Si l’on croit dur comme fer à la tentative de réinsertion des sauvageons par Ivan, on comprend vite que ce même Ivan n’est pas blanc comme l’agneau qui enlève le péché du monde. Lui aussi a sa part d’ombre. À vouloir tout pardonner, il entraîne l’impardonnable, ou comment faire le mal quand on laisse autrui faire ce qu’il appelle le bien… Le Bien d’Ivan est en fait aveuglement pur et simple. Ce pasteur en sandales au sourire avenant est un esprit moyennement sain dans un corps transparent. Les corbeaux mangent les pommes, il n’hésite pas à les exterminer : ils entravent sa volonté. La violence se soigne par la violence, un peu comme le traitement que l’on fait subir à Malcolm McDowell dans Orange mécanique, et le mal par le mal. Il y a de la graine d’autocrate de la religion dans ce personnage. Ni fanatique protestant ni excessivement autoritaire, c’est dans la pratique du Bien que la bât blesse. Ivan le dit lui-même : « Si nous suivions notre raison, le monde serait un endroit bien sombre. »
Ivan est justement une personne déraisonnable, avec une conviction (l’existence éternelle du Bien) et une absence de sens commun, ce Bien ne pouvant être l’aboutissement d’une explosion de Mal. La réussite principale du film est de ne jamais tomber dans le didactique ou l’abscons : le parti pris de décalage, risqué sur une heure et demie, convainc pendant presque toute la durée d’Adam’s Apples si l’on exclut l’explication, aux deux tiers du film, des malheurs d’Ivan qui auraient gagné à rester dans la même veine ironique. Car l’autre force de l’œuvre de Jensen est qu’elle ne réside pas dans la répétition ou le développement d’un message, ni dans la démonstration d’un fait : ce n’est pas tellement la violence, bien présente, qui est choquante, mais ce qu’elle signifie, et les interrogations qu’elle entraîne.

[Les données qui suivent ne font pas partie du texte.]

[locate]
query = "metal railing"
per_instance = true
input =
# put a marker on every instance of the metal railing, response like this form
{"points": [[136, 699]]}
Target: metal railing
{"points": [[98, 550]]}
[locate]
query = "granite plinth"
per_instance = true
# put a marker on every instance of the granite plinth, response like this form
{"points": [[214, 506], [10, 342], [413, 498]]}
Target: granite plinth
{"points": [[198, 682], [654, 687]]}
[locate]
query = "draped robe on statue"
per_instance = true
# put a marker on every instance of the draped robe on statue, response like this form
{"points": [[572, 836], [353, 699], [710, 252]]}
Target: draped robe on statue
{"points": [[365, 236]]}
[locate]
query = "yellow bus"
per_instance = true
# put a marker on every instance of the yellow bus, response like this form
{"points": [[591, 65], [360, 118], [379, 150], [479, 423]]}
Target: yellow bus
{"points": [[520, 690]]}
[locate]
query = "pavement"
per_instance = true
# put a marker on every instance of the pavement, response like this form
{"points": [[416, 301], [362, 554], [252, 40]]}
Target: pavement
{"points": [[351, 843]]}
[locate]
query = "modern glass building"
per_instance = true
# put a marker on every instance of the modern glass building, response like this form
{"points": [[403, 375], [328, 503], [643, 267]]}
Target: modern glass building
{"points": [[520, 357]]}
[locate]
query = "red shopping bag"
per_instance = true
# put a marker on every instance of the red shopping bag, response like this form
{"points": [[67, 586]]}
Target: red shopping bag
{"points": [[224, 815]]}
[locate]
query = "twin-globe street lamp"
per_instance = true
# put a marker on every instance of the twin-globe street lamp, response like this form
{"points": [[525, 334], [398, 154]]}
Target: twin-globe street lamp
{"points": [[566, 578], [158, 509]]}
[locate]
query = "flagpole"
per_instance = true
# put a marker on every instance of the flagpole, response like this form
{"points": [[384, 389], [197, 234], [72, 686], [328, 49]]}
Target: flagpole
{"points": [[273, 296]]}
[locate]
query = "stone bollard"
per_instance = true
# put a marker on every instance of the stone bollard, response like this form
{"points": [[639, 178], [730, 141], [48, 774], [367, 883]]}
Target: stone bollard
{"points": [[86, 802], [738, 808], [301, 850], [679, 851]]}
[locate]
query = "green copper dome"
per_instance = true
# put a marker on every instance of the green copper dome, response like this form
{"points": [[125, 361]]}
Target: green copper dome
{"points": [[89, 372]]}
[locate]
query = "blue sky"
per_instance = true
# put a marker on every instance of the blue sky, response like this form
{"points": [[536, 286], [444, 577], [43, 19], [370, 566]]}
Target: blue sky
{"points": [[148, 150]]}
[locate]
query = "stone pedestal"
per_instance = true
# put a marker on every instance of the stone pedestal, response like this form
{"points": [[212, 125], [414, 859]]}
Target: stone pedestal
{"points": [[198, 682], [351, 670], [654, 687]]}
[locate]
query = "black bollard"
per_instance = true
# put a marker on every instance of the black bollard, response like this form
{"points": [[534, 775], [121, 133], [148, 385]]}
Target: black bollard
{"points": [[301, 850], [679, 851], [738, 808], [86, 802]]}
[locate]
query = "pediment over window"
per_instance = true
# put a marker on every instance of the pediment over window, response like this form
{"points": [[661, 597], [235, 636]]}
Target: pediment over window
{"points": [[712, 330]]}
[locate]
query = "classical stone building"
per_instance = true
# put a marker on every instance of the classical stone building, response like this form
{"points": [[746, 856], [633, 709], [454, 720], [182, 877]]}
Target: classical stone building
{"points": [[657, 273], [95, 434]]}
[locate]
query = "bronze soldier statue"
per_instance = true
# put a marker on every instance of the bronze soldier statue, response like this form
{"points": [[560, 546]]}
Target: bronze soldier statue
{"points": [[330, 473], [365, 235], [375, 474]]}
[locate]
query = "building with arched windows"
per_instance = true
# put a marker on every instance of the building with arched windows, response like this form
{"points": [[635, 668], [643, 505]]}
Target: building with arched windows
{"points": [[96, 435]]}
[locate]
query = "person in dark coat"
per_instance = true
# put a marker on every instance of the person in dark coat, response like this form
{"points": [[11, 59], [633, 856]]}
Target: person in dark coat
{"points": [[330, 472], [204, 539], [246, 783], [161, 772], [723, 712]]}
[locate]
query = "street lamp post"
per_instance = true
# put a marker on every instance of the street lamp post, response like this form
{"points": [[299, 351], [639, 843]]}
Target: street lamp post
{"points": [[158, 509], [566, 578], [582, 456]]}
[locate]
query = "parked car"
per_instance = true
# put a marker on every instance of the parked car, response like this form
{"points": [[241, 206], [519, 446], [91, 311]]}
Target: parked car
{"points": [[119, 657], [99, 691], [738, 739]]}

Adam’s Apples est une farce métaphorique sur l’impossibilité de la distinction entre Bien et Mal, sur l’illusion totale d’un Bien ou d’un Mal absolu sans réelle rédemption finale et autres coquetteries morales. Et pourtant les brebis égarées restent au bercail. Et pourtant le ciel redevient bleu. Dans un paysage à la Turner, Adam’s Apples joue de pirouettes intellectuelles et esthétiques pour surprendre, pour faire rire (jaune), pour envelopper d’une amoralité énergique un film qui ne fait jamais l’erreur de tomber dans le mysticisme.